This paper presents a novel framework for joint speaker diarization (SD) and
automatic speech recognition (ASR), named SLIDAR (sliding-window
diarization-augmented recognition). SLIDAR can process arbitrary length inputs
and can handle any number of speakers, effectively solving ``who spoke what,
when'' concurrently. SLIDAR leverages a sliding window approach and consists of
an end-to-end diarization-augmented speech transcription (E2E DAST) model which
provides, locally, for each window: transcripts, diarization and speaker
embeddings.
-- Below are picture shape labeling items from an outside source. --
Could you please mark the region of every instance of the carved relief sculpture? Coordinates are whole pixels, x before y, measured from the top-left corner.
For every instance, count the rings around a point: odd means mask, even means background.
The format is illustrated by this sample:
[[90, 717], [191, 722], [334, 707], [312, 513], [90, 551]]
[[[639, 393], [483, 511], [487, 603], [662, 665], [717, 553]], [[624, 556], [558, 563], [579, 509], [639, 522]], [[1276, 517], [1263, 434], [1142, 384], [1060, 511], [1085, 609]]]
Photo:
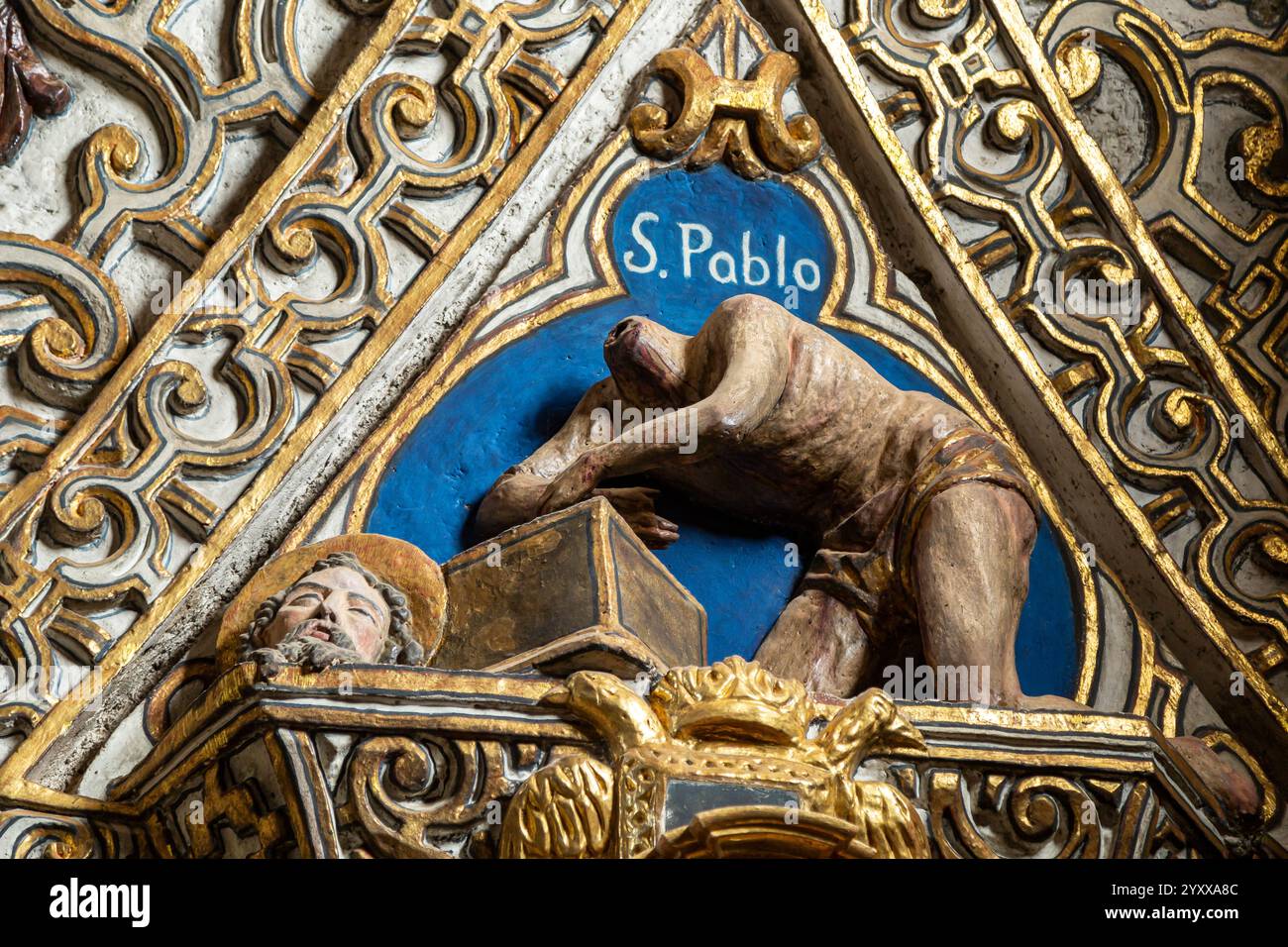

The E2E DAST model is based on an encoder-decoder architecture and
leverages recent techniques such as serialized output training and
``Whisper-style" prompting. The local outputs are then combined to get the
final SD+ASR result by clustering the speaker embeddings to get global speaker
identities. Experiments performed on monaural recordings from the AMI corpus
confirm the effectiveness of the method in both close-talk and far-field speech
scenarios.

这篇论文提出了一个名为 SLIDAR（滑动窗口判别增强识别）的新颖框架，用于联合演讲者判别和自动语音识别，能够处理任意长度的输入和任意数量的说话人，通过滑动窗口方法实时给出窗口内的转录、判别和说话人嵌入，并通过聚类说话人嵌入获得全局演讲者身份，实验证实了该方法在近距离和远场语音场景中的有效性。